We're cruising through a largely rural landscape, and
that means cows

It was also "tunnel day" for us, and we were treated to a passage through the 640-meter long Tunnel de Savoyeux.

Approaching the tunnel

It wasn't bad inside. Some tunnels have
no installed lights, so we have lights on the
boat to light our way, but we didn't need the
boat lights here.

We found a nice spot for our overnight just upstream of
the tunnel exit
                         
A walk later that evening, and Lon is
standing on an observation deck above
the tunnel exit

Most of the "urban life" around these parts is just small villages. A half-mile walk from our stopping point was the village of Seveux. Archeological digs have found evidence that a settlement has existed on the site since at least Roman times, and the apparently abandoned warehouses speak to the previous involvement of the town in river commerce. These days it's rather quiet--a church, elementary school, bakery, and a rather nice looking (modern) restaurant are primarily what constitutes "downtown." It also has a chateau that is registered as a historical monument.

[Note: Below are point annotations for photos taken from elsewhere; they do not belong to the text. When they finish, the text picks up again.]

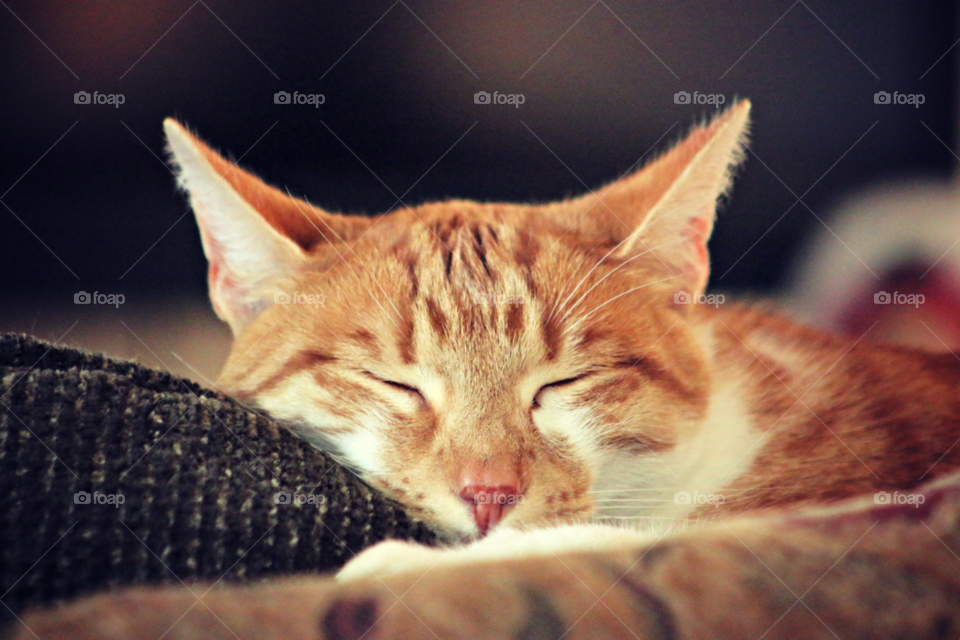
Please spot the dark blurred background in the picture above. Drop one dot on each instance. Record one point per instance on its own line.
(87, 204)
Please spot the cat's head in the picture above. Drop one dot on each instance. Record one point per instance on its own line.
(479, 362)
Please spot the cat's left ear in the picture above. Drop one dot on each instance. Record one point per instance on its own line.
(669, 206)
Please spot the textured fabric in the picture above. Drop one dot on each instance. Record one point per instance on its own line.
(115, 474)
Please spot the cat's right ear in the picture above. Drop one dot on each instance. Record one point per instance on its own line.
(255, 237)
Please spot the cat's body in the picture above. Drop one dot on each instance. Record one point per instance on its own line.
(541, 365)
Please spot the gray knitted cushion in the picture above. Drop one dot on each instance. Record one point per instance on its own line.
(115, 474)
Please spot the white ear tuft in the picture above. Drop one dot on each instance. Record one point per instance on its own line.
(249, 259)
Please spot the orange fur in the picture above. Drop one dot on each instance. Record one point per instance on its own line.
(544, 343)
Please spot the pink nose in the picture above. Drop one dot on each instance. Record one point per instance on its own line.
(491, 496)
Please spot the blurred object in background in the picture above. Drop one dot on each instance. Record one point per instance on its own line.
(886, 267)
(87, 203)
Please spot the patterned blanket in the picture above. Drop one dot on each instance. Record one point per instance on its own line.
(881, 566)
(114, 474)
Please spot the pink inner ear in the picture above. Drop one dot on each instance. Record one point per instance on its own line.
(696, 234)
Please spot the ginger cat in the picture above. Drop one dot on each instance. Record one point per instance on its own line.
(505, 366)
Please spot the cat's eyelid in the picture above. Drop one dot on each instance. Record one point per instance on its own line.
(396, 385)
(561, 383)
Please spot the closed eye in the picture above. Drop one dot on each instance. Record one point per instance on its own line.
(556, 385)
(413, 391)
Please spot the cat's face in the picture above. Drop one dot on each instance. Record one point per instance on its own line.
(482, 363)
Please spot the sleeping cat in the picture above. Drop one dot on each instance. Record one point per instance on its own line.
(502, 367)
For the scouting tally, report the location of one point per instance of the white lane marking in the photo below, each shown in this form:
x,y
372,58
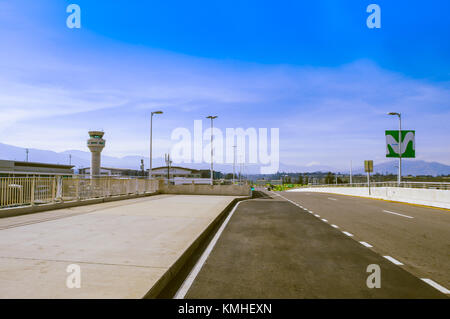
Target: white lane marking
x,y
436,285
348,234
393,260
365,244
198,266
389,212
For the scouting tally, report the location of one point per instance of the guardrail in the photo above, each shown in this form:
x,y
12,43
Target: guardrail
x,y
427,185
19,191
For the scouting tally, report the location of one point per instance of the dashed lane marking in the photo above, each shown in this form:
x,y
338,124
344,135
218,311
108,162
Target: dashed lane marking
x,y
389,212
348,234
436,285
365,244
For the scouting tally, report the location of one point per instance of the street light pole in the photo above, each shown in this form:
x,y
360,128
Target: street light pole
x,y
212,126
399,146
151,137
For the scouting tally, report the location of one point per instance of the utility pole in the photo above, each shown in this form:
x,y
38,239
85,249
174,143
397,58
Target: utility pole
x,y
168,163
234,161
351,172
212,127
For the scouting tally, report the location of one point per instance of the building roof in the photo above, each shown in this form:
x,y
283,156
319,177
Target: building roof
x,y
34,164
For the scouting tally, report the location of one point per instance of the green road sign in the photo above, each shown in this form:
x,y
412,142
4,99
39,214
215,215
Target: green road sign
x,y
408,144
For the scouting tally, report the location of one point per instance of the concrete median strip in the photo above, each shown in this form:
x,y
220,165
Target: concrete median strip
x,y
198,266
393,260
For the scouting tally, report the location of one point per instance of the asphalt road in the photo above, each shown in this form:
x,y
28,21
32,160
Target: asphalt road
x,y
419,237
271,248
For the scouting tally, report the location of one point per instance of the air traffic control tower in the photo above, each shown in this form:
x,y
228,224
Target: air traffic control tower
x,y
96,144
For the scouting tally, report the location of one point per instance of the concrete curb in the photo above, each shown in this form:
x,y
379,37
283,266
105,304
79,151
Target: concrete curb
x,y
173,270
17,211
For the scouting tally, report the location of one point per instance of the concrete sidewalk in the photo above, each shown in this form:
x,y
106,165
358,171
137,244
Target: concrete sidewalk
x,y
123,248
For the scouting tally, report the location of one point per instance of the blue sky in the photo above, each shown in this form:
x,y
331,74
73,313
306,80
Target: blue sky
x,y
311,68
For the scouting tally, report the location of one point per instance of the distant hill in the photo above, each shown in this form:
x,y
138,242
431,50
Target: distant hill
x,y
83,159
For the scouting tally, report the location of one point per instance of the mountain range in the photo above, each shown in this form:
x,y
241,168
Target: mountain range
x,y
82,159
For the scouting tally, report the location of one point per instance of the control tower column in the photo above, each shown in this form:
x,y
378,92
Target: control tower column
x,y
96,144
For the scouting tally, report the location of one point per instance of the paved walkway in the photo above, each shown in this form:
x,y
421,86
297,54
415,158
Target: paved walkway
x,y
122,247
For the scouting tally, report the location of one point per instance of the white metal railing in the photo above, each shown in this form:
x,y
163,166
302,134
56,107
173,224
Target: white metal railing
x,y
427,185
18,191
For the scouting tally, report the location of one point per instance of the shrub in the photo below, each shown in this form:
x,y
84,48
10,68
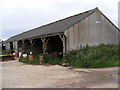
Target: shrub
x,y
52,60
94,57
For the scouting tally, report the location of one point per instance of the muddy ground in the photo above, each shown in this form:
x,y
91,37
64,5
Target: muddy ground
x,y
18,75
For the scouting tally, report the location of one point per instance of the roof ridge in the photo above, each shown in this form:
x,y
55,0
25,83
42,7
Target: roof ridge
x,y
57,21
67,18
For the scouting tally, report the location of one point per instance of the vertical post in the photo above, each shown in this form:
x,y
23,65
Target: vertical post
x,y
31,45
63,38
23,45
44,41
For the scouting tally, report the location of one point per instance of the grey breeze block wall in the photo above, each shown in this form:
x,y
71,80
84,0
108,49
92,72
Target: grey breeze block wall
x,y
93,30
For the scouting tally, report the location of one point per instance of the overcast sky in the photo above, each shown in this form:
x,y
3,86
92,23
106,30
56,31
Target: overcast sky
x,y
17,16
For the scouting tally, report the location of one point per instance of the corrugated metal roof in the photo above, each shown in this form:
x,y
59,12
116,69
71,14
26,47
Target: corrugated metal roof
x,y
52,28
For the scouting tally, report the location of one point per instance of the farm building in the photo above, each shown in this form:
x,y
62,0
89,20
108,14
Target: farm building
x,y
88,28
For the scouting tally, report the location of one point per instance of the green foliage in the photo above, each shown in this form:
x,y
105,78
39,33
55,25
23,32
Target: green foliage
x,y
26,60
88,57
52,60
94,57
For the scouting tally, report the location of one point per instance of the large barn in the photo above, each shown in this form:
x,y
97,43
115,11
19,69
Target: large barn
x,y
88,28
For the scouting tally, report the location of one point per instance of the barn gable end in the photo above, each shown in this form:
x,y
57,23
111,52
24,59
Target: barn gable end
x,y
95,29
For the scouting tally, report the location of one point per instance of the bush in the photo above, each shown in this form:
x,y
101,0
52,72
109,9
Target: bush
x,y
94,57
52,60
26,60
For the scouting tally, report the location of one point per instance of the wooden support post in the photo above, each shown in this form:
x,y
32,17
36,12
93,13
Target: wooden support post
x,y
30,44
63,38
23,46
44,41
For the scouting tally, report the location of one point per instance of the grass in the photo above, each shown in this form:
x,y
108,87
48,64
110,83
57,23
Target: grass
x,y
26,60
88,57
94,57
4,53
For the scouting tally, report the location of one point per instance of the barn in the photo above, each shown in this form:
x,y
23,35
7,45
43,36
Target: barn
x,y
91,28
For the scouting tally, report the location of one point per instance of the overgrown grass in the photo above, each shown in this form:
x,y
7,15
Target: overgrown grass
x,y
26,60
88,57
94,57
52,60
4,53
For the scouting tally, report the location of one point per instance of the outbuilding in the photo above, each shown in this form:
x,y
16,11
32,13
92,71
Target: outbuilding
x,y
88,28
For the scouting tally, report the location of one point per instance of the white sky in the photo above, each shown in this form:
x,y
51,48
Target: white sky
x,y
22,15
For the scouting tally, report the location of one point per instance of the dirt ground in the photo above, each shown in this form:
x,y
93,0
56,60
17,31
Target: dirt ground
x,y
18,75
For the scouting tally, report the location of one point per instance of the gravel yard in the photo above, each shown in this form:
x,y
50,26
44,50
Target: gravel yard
x,y
20,75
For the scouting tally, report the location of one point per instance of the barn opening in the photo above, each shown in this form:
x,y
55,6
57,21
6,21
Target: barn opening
x,y
37,46
20,46
54,45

The Chateau de Seveux, or at least what is left of it

The weather remains unsettled, but we don't have the luxury this summer of being "fair weather boaters", so even though there was off-and-on light rain today we cruised for about 4.5 hours. This meant that most of the driving was done from inside the boat. Aside from the reduced visibility to the rear it worked out rather well.

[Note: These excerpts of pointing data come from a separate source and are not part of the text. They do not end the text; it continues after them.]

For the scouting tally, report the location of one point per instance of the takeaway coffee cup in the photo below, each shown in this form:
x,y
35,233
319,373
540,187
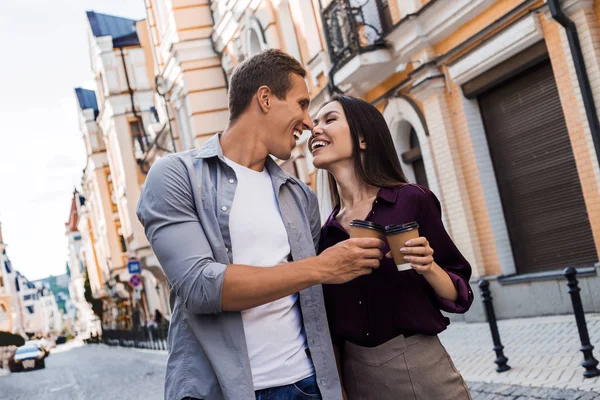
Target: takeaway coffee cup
x,y
397,236
365,229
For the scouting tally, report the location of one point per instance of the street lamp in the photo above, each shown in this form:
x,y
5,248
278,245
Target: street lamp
x,y
161,89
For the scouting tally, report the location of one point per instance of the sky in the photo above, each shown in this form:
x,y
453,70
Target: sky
x,y
44,55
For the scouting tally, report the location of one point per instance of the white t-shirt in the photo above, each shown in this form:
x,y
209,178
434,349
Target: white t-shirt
x,y
274,332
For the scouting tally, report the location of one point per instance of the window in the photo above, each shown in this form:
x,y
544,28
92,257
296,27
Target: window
x,y
140,142
123,243
184,128
415,159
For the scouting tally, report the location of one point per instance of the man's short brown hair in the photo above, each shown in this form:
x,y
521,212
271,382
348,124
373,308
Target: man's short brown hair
x,y
272,68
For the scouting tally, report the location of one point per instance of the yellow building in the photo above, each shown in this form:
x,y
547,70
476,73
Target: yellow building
x,y
486,101
119,124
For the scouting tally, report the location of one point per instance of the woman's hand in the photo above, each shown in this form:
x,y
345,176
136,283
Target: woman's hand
x,y
418,253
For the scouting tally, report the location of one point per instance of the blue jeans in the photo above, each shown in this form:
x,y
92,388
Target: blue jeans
x,y
306,389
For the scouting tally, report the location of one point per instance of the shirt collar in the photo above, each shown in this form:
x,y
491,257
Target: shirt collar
x,y
388,194
212,148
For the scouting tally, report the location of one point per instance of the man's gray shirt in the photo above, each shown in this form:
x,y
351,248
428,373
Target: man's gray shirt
x,y
184,208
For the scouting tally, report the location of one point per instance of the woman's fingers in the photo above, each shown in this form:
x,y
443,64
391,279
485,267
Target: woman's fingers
x,y
419,260
420,241
417,250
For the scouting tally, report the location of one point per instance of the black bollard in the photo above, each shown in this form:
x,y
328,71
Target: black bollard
x,y
486,298
589,362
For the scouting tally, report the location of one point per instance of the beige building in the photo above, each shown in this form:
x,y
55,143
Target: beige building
x,y
119,124
11,315
486,101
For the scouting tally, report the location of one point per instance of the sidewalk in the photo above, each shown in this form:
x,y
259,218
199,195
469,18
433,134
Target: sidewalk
x,y
543,352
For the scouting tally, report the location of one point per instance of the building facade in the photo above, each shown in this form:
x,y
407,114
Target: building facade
x,y
11,316
486,100
84,319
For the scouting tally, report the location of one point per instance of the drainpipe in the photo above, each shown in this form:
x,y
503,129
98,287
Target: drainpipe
x,y
580,70
214,47
135,114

Evidence of a well-used lock. Years of exposure to
lines from passing boats have resulted in
deep grooves worn into the lock wall

As we sat in the boat this afternoon, halfway up the Petite Saone river, listening to the rain patter on the roof and thinking about our remaining few days of cruising on the Petite Saone before transitioning to the Canal du Vosges, we received an e-mail advisory to boaters from the French inland waterways authority VNF (Voies navigables de France) that upended our plans. It seems that some of the hydraulic machinery underlying the Vosges Canal between the locks at Pont-du-Bols and Selles was damaged and resulted in the emptying of the canal between these two locks. The Vosges Canal is now closed to navigation until the problem is fixed and the section of the canal re-flooded. There is no information at this time as to exactly how long this will be. Days? Weeks? We don't have the luxury of time to sit around and wait for it all to sort itself out. So our "sort of" Plan B means that we will turn C.A.R.I.B. III around tomorrow and backtrack down the Petite Soane River as far as the town of Heuilley-sur-Saone, where we will then turn onto the Champagne et Bourgogne Canal. This is the start of an alternate route north and we'll have to make some further decisions later regarding which additional canals we'll try to use as we attempt to get to the Belgian border.

Disappointing, yes, but it could have been worse. We might have already been all the way up the Petite Soane. And as the photo below shows, it's a beautiful evening in France!